FROM SAIGON TO KATUM

Two Exchanges of War

by Dennis R. Bourret & Sam Huynh ; edited by Tina Huerta

Pub Date: Feb. 3rd, 2023
ISBN: 9780996261029
Publisher: SurealWorks

Bourret and Huynh, Vietnam War veterans on different sides of the conflict, share their stories in this nonfiction work.

As co-author Bourret, a United States Army veteran, was writing his memoir on his experiences in Vietnam, he was serendipitously introduced by a mutual friend to Huynh, a Viet Cong veteran living in Canada. What began as a few email exchanges evolved into this “double-memoir” pieced together by editor Huerta, who deftly alternates the perspectives of Bourret and Huynh chapter-by-chapter, tracking their parallel stories from the 1950s to the present.

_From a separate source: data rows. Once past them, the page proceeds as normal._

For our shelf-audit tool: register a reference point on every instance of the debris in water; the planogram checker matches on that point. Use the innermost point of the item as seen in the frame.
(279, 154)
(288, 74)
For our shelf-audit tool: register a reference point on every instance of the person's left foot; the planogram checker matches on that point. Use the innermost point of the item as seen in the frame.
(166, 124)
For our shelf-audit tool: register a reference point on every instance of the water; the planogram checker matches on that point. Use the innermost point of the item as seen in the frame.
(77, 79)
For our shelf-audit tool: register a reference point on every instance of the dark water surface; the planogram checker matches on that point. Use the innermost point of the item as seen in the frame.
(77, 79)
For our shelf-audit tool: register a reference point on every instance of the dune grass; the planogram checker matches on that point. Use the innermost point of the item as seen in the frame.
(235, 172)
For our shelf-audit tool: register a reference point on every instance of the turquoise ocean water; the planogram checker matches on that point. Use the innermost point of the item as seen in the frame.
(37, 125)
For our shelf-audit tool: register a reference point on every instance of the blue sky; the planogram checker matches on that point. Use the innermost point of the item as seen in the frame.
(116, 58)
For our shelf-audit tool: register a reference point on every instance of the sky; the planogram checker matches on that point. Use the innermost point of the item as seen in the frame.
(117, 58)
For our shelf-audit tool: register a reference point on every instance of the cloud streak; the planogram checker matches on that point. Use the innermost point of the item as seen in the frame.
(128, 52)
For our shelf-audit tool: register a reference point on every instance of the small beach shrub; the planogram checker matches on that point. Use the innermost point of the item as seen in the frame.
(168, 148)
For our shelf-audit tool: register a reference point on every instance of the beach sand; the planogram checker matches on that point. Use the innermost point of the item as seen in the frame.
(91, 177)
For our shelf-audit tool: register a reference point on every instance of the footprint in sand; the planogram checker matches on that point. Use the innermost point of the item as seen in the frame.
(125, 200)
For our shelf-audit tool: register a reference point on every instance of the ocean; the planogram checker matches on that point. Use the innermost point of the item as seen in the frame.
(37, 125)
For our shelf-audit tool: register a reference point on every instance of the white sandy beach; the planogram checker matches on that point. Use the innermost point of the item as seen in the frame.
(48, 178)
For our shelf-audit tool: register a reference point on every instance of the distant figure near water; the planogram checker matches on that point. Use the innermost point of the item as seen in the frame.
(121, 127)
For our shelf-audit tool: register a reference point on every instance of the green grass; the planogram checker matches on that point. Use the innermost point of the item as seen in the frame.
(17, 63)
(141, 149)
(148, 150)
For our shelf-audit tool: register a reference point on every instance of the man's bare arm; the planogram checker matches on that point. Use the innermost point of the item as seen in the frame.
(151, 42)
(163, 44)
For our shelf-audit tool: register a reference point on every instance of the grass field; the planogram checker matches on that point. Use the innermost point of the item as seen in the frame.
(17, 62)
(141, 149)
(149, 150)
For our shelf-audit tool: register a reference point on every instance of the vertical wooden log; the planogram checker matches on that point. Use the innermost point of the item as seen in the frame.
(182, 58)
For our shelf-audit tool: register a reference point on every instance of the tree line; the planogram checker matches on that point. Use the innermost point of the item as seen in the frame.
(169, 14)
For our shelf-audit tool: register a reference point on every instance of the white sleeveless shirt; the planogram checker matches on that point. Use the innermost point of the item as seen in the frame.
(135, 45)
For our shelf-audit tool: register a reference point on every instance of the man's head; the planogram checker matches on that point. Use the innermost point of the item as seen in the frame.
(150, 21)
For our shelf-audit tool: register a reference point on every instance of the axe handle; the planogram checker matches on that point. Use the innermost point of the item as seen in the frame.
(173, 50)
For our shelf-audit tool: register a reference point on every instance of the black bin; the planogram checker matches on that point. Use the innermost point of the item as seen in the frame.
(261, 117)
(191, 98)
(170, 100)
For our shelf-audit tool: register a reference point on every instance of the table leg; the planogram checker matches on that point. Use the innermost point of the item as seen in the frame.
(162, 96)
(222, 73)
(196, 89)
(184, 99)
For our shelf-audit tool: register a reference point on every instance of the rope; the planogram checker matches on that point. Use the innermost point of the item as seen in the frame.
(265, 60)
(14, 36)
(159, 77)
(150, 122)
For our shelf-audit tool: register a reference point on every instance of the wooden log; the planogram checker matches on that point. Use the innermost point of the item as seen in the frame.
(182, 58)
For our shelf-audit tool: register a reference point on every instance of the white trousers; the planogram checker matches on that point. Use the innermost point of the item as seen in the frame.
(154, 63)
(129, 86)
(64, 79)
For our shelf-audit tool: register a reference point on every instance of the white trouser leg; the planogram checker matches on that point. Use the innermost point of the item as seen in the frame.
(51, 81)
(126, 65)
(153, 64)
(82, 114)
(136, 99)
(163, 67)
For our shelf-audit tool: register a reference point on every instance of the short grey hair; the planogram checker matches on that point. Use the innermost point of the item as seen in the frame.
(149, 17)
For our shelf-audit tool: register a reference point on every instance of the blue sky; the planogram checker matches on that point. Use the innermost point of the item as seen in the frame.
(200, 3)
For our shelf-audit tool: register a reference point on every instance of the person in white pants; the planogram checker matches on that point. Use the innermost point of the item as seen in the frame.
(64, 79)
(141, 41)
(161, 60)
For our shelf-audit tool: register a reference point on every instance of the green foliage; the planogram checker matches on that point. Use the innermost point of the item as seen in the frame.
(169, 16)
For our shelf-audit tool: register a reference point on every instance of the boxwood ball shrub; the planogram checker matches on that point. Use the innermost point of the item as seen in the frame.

On the surface, the two men could not have been more different: Huynh’s story begins on the rice paddies of the Mekong Delta, with bedtime stories told by his mother of how the French “ripped off our resources and how they enslaved our people.” Bourret’s early chapters take place in the American heartland of Nebraska and Wyoming, depicting the idyllic life of a baby boomer whose childhood centered around playing outdoors (“with war toys included”). As their lives converge in the 1960s around the conflict in Vietnam, similarities between the two young men become apparent in their narratives. Drafted in 1968, Bourret was buoyed by “a patriotic hype”; Huynh was similarly driven by an impassioned resolve to rid his nation of foreign interference. Yet, while Bourret would soon become alienated from the Cold War’s pro-war zeitgeist, and spends much of the book critiquing American foreign policy, Huynh maintains his belief in the nobility of the North Vietnamese cause. The book more than succeeds in its effort to tell “two sides of a complex story” through its parallel timeline structure, offering readers a poignant narrative that is accompanied by ample photos, maps, and original poetry. Even after fighting stopped, the effects of the war remained, as Bourret suffered from complications from exposure to Agent Orange and struggled to navigate Veterans Affairs bureaucracy, and Huynh fought to make ends meet in a Vietnamese economy wrecked by economic sanctions from the West.

A powerful reminder of the long-term devastating impact of war.